Critics have been few, and rather kind (nothing of substance has been raised).

Now and then a marketing consultant issues a thinly disguised advertisement for their consulting services that tries to have a go at the laws and strategy conclusions in
How Brands Grow. They usually say something like:

“our data confirms that larger market share brands have much higher market penetration BUT our whizz-bang proprietary metric also correlates with market share, and this proves that it drives sales growth, profits, share price, and whether or not you will be promoted to CMO”.

Often some obscure statistical analysis is vaguely mentioned, along with colourful charts, and buzzwords like:
algorithm
machine learning
emotional resonance
neuroscience

And sexy sounding (but meaningless) metrics like:
brand love
growth keys
brand velocity
true commitment
loyalty intensity

All of this should raise warning bells amongst all but the most gullible.

Let me explain the common mistakes….

Ehrenberg-Bass say brands grow only by recruiting new customers.
These critics somehow missed the word “double” in Double Jeopardy. Larger brands have higher penetration, and all their loyalty metrics are a bit higher too, including any attitudinal metrics like satisfaction, trust, bonding, you name it.

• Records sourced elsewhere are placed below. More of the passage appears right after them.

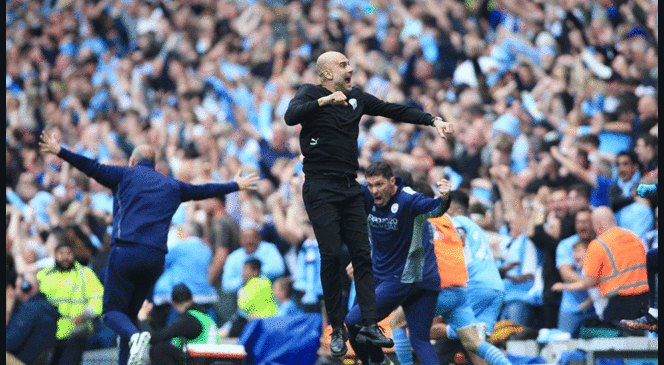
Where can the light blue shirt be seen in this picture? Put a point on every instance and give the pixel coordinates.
(524, 251)
(288, 308)
(272, 265)
(307, 275)
(636, 217)
(187, 261)
(571, 299)
(565, 251)
(482, 269)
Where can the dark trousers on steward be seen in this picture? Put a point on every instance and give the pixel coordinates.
(335, 205)
(133, 269)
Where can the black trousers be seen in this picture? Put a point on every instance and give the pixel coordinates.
(69, 351)
(335, 205)
(625, 307)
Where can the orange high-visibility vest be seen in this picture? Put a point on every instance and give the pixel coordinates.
(448, 247)
(617, 259)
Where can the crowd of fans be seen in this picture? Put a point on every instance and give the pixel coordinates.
(555, 104)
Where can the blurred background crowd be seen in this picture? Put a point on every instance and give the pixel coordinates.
(556, 99)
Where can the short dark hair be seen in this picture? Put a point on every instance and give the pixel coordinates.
(379, 168)
(631, 155)
(649, 140)
(582, 210)
(424, 188)
(285, 283)
(581, 243)
(582, 189)
(405, 175)
(254, 264)
(461, 199)
(140, 156)
(590, 138)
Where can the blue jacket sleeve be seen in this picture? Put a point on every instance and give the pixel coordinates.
(368, 198)
(273, 263)
(437, 207)
(205, 191)
(231, 277)
(109, 176)
(18, 328)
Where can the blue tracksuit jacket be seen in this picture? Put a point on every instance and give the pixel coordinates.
(144, 200)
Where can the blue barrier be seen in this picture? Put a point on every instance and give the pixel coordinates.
(282, 340)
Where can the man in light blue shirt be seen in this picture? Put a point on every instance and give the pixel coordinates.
(632, 212)
(187, 261)
(251, 247)
(569, 317)
(485, 288)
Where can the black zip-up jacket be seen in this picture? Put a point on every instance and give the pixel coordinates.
(328, 139)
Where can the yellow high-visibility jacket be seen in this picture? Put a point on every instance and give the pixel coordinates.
(74, 292)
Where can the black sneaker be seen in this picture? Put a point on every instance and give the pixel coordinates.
(338, 346)
(373, 334)
(647, 322)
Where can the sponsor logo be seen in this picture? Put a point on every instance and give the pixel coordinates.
(390, 224)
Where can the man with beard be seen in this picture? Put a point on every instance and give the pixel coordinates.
(330, 114)
(77, 293)
(144, 202)
(30, 334)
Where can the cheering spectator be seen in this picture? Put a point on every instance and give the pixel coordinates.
(272, 264)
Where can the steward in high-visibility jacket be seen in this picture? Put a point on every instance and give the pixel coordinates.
(616, 263)
(74, 289)
(617, 260)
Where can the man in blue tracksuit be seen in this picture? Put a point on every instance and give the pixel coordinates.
(144, 202)
(404, 264)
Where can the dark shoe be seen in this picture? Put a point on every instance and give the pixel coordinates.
(373, 334)
(338, 346)
(386, 361)
(647, 322)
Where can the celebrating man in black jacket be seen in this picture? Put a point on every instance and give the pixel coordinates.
(330, 115)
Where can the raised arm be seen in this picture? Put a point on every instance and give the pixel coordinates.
(109, 176)
(436, 207)
(573, 167)
(301, 106)
(205, 191)
(509, 196)
(407, 114)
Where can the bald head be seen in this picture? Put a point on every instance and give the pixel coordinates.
(603, 219)
(334, 71)
(326, 61)
(142, 153)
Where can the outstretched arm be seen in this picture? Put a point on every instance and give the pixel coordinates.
(109, 176)
(205, 191)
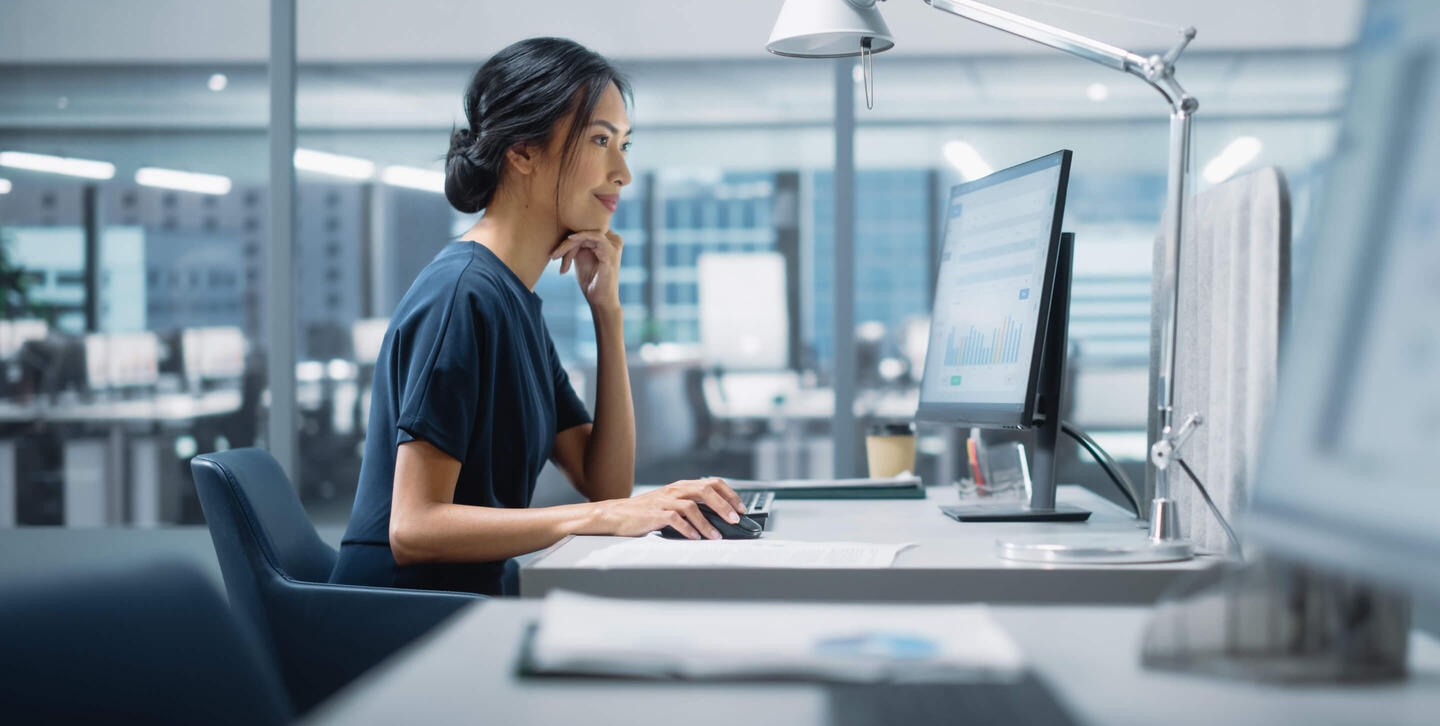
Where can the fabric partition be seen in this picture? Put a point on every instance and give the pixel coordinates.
(1234, 284)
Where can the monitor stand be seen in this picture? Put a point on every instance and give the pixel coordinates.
(1041, 506)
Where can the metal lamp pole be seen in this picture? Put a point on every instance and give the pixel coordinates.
(1158, 72)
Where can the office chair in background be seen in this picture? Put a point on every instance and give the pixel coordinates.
(275, 569)
(143, 644)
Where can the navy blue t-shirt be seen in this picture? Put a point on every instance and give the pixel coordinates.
(468, 366)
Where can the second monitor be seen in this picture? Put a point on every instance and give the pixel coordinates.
(998, 329)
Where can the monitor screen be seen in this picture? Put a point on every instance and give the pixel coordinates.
(121, 359)
(992, 294)
(1348, 474)
(213, 353)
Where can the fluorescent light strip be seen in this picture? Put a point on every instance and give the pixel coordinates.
(412, 177)
(966, 159)
(333, 164)
(183, 180)
(81, 167)
(1233, 159)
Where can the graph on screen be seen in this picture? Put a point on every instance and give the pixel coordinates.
(991, 274)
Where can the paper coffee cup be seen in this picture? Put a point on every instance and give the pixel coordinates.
(890, 448)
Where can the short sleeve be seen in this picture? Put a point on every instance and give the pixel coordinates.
(442, 372)
(569, 409)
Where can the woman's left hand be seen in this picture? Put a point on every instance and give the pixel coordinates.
(596, 260)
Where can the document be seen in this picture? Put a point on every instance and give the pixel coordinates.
(807, 641)
(902, 481)
(657, 552)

Brands with more sales in any time period, are bought by more people in that time period. So if you want to grow you must increase your brand’s penetration. In subscription markets (like home loans, insurance, some medicines) where each buyer has a repertoire of around 1, then penetration growth comes entirely from recruiting new customers to the brand. In repertoire markets penetration growth comes from recruitment and increasing the buying frequency of the many extremely light customers who don’t buy you every period.

The “double” in Double Jeopardy tells us that some of the sales growth also comes from existing, heavier customers becoming a little more frequent, a little more brand loyal. Also their attitudes towards the brand will improve a bit, as attitudes follow behaviour.

Improved mental and physical availability across the whole market are the main causes of the changes in these metrics. The brand has become easier to buy for many of the buyers in the market, it is more regularly in their eyesight to be chosen, and more regularly present in their subconscious, ready to be recalled at the moment of choice.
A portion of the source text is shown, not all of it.